After applying the proposed automatic characterization and inspection technique to the original captured image of specimen S-4, as depicted in Fig. 14a, a comparison with the output image in Fig. 14b reveals promising results. In the output clustered image, scratches and near-surface defects are highlighted in red and green colors, respectively, while relatively deep cracks are indicated in black. The visualization of deep cracks is facilitated by the use of blue light.
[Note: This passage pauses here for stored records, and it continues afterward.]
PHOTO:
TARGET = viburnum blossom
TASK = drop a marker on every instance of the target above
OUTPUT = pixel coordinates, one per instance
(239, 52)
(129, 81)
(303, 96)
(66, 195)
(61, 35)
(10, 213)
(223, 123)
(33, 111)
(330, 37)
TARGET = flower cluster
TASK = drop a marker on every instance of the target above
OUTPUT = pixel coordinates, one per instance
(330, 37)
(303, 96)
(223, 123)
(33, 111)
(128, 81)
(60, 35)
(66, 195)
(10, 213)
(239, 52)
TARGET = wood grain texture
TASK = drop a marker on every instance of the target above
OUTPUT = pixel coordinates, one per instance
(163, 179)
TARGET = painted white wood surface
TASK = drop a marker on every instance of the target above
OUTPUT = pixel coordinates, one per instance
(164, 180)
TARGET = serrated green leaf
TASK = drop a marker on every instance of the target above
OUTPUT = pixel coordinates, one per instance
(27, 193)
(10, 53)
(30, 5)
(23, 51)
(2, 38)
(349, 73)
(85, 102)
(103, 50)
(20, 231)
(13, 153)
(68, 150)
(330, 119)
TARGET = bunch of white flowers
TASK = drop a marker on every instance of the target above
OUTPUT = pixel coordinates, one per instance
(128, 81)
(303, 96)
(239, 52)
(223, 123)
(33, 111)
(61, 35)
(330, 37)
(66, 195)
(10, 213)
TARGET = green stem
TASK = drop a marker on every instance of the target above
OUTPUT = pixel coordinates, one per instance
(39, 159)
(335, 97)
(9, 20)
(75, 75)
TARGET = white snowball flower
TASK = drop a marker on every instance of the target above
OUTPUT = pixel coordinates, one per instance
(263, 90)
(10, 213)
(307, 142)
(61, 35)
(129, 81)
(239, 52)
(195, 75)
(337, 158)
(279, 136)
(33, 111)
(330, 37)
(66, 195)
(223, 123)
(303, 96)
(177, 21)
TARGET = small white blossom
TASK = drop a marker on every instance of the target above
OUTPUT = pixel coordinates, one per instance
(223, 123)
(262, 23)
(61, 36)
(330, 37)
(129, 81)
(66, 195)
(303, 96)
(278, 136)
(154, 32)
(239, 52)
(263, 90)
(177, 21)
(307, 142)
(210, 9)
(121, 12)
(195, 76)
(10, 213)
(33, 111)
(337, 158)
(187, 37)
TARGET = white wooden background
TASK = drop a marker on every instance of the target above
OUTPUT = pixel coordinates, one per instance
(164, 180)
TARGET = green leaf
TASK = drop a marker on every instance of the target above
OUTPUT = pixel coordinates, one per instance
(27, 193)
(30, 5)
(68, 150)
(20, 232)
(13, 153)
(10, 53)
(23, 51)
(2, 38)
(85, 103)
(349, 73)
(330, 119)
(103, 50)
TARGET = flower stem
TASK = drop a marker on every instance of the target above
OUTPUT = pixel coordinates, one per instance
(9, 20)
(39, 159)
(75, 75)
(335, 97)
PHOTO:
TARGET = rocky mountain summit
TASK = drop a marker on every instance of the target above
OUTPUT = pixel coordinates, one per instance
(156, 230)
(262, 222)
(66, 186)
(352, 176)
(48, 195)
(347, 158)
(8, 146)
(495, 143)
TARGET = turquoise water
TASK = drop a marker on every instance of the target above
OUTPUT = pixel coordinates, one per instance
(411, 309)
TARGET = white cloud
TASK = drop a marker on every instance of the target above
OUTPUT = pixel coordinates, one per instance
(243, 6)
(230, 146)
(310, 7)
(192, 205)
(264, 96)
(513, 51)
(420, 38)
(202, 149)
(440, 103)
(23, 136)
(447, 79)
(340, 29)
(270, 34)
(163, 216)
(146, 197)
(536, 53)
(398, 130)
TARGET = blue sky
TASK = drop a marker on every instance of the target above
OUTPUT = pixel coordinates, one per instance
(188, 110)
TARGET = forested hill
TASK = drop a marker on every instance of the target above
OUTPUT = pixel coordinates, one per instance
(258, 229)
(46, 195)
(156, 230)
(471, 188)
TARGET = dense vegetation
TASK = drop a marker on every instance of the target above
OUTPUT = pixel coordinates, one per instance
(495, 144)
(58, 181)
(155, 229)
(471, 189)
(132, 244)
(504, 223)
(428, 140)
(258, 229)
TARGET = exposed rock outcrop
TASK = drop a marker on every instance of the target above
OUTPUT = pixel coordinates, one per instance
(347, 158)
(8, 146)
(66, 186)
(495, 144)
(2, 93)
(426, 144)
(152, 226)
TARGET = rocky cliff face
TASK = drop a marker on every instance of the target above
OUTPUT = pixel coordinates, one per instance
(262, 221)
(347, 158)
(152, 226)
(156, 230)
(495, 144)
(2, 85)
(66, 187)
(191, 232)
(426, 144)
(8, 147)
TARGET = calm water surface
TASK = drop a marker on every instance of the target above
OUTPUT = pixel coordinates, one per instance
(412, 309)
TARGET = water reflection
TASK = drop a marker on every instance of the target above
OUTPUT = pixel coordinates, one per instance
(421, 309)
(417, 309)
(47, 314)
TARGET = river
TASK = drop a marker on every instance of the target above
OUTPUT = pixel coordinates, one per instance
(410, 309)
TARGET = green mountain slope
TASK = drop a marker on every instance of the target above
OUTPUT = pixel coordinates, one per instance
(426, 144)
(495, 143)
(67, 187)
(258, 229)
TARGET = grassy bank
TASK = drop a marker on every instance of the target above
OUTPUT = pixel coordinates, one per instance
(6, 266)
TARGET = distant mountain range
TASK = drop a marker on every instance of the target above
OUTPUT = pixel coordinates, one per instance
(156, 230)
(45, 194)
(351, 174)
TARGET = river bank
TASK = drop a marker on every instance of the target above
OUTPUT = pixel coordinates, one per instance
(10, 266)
This classification capability is particularly advantageous in industrial applications where rapid and accurate inspection of vast volumes of composite components is essential.

5 Conclusion

In conclusion, our study demonstrates the effectiveness of hyperspectral imaging (HSI) with our proposed k-means clustering (k-mc) approach for ND characterization and inspection of carbon fiber composites (CFC). Utilizing a halogen lamp within the spectral range of 400–1000 nm, we successfully crafted a diffuse reflectance spectra signature. This signature enabled the differentiation between two groups: normal surface CFC and its defective regions, encompassing scratches, near-surface cracks, and deep cracks. Our methodology included feature selection to identify the optimal spectral signature for discriminating between these two groups (normal surface and imperfections), which was found to be from 440 to 600 nm. Furthermore, our clustering results were meticulously evaluated by comparing them with the segmented images captured by the HS imager. This assessment was conducted for the investigated CFC regions, specifically at the three chosen wavelengths (445 nm, 546 nm, and 585 nm). Our results showed that our proposed approach effectively grouped CFC defects and applied contour delineation to their locations. By using our imaging method in conjunction with our processing strategy based on the k-mc technique with contour delineation, investigators would have the ability to do automatic characterization of the CFC remotely and instantaneously, potentially resulting in a higher objective inspection of the CFC panels. Additionally, our approach could build 3D imaging for the inspected panel with good differentiation of the defect type at different depths. Overall, this approach offers a quick and non-contact method for recognizing and diagnosing CFC panels, which can ultimately lead to increased efficiency in production and fewer maintenance costs.